I’ve been doing some research on duties to oneself and have become interested in what feminists writers or feminist writings have had to say on that topic. But I’ve found very little directly on duties to oneself and only a small amount that is more indirectly related (e.g., Robin Dillon’s work on self-respect). Doubtless there are sources here that I have simply failed to unearth. Is there feminist work out there on duties to oneself?

2 thoughts on “Reader Query: Feminists on duties to oneself?

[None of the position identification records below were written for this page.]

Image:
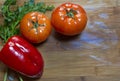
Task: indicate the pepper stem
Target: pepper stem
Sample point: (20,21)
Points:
(71,13)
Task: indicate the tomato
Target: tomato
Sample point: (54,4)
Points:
(35,27)
(69,19)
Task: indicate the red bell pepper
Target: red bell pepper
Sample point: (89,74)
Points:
(22,57)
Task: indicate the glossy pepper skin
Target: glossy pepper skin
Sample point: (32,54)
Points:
(22,57)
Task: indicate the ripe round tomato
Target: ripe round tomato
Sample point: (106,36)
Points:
(69,19)
(35,27)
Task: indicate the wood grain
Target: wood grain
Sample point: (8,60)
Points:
(94,55)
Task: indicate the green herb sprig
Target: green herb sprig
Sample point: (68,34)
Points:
(12,17)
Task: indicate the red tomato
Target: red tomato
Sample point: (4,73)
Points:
(69,19)
(35,27)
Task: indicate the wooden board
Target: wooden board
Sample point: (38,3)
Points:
(94,55)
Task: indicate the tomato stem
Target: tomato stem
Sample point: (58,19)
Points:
(71,13)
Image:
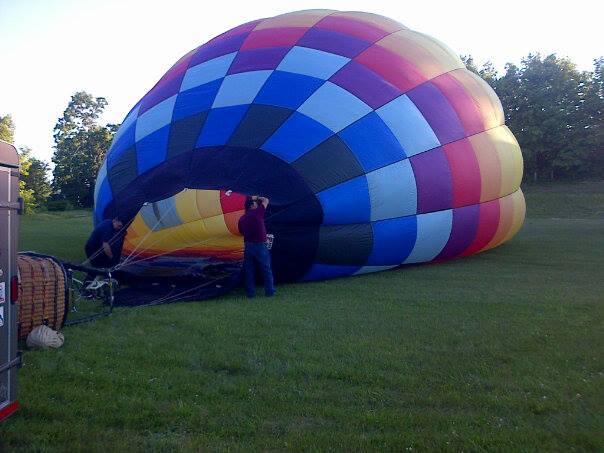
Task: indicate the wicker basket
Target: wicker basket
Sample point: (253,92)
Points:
(43,297)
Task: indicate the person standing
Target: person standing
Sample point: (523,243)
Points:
(251,226)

  1. As many readers may well know, Lara Denis is excellent on Kant, especially regarding duties to oneself. I have not read it since publication, though her contribution to the 2002 Canadian Journal of Philosophy supplementary volume #28 on Feminist Moral Philosophy is one potentially good place to look.

    “…In this paper, I call attention to the aspects of Kant’s ethical theory that make it attractive from a feminist standpoint. Kant’s duties to oneself are [a] rich resource for feminism. These duties require…”

  2. Yes, it’s a fruitful source of discussion, isn’t it? I take Marcus Singer a bit sharply to task in my last chapter on self-forgiveness, since I find his arguments against duties to oneself provoking, and I was heavily influenced by Claudia Card and Susan Brison in doing so. There are feminist reasons to say we have duties to ourselves, not the least of which is that we are better off appreciating the ways we are fragmented, multiple, and present to ourselves. To say, as Singer does, that we can release ourselves at will in a trivial and nonsensical way is the sort of thing I suggest it takes quite a bit of ease and privilege to assume. Accounts of oppression and trauma would suggest the opposite.

    Re: David’s recommendation, Lara Denis, who is feminist among other things, wrote _Moral Self-Regard: Duties to Oneself in Kant’s Moral Theory_, although I realize it’s not her most feminist work.